A maternity hospital had its windows shattered while mothers and babies huddled in the cellar for safety, one AFP journalist reported. Several women said they gave birth in the belowground area.
Ukrainian forces have been forging on with an operation to wrest back control of the main rebel-held cities in the east, cutting them off from the Russian border.
Central Donetsk has been repeatedly targeted in recent days. On Sunday, Ukraine's military said it was "tightening its grip" on the city.
The head of the self-proclaimed Donetsk People's Republic, Alexander Zakharchenko, admitted earlier that the city was surrounded and urged a ceasefire to avert a humanitarian crisis there.
But on Sunday he made it clear that a truce would require a complete withdrawal by Ukraine's military from the east.
"As long as the Ukrainian army continues fighting, there cannot be a ceasefire," he said.
Heavy fire also continued in the second largest rebel-held city of Lugansk.
Ukraine's military reported three servicemen killed and 27 injured in the past 24 hours. Later, the interior ministry added another death and five more wounded to the toll.
National Security and Defense Council spokesman Andriy Lysenko said Ukrainian positions were under mortar fire from Russian territory, and two Russian helicopters and two drones had entered Ukrainian airspace overnight.
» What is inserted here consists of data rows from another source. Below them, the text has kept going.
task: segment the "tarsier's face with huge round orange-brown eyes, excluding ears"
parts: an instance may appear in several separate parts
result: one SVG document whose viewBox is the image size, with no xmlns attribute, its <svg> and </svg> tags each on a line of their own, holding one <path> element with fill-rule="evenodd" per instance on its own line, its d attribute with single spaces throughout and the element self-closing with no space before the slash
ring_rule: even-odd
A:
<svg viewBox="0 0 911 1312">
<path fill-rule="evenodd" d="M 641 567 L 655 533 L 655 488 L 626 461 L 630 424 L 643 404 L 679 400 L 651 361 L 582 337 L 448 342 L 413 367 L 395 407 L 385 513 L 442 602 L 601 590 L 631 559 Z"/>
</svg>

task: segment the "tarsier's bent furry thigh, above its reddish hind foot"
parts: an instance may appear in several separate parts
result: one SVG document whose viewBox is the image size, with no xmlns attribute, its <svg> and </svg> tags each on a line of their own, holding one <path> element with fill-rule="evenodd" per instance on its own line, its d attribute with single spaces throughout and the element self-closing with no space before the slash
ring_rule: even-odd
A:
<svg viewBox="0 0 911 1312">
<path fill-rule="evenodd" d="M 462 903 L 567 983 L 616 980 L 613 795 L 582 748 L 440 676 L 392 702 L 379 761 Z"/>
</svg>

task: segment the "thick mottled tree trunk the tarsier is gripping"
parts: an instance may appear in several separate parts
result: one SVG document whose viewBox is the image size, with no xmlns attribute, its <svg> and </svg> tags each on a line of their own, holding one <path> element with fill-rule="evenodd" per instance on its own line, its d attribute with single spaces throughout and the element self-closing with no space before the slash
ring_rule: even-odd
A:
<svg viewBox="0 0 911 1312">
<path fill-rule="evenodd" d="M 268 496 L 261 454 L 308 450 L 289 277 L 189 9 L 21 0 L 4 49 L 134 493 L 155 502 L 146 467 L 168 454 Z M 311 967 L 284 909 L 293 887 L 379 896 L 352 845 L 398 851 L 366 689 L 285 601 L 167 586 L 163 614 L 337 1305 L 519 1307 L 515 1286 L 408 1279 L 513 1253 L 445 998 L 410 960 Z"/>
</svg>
- 'Indispensable' ceasefire -
As the conflict worsened the humanitarian situation on the ground in the east, Russia's foreign minister said a ceasefire was "not only possible but indispensable".
Lavrov said Moscow was in talks with Ukraine, the Red Cross and UN aid organisations "on the need to send emergency humanitarian aid to the regions of Lugansk and Donetsk," adding that President Vladimir Putin was following the matter closely.
The West however suspects that Moscow wants to use a humanitarian mission as a pretext to send troops into Ukraine.
NATO says Russia currently has some 20,000 troops on the border.
Kiev already said late Friday that it had scuppered a Russian "humanitarian convoy" moving towards the border accompanied by troops and military hardware -- an allegation that Moscow denied.
In a round of telephone calls late Saturday, Obama, Merkel and Cameron agreed that any Russian intervention in Ukraine without Kiev's authorisation and even under the guise of a humanitarian mission would be "unacceptable" and "unjustified and illegal".
In a phone conversation with Merkel late Saturday, Ukraine's President Petro Poroshenko said he was ready to accept humanitarian aid for Lugansk and was already in talks with the Red Cross to organise a mission, but only if it is "an international one without any military escort."
More than 285,000 people have fled their homes in the east and over 1,300 have been killed in four months of what the Red Cross has already deemed a civil war.
In Lugansk, local authorities said residents were without power and running water for an eighth day, while fuel had dried up and food supplies were running short.
Pensions, salaries and social benefits were also not being paid as many banks in the region were closed.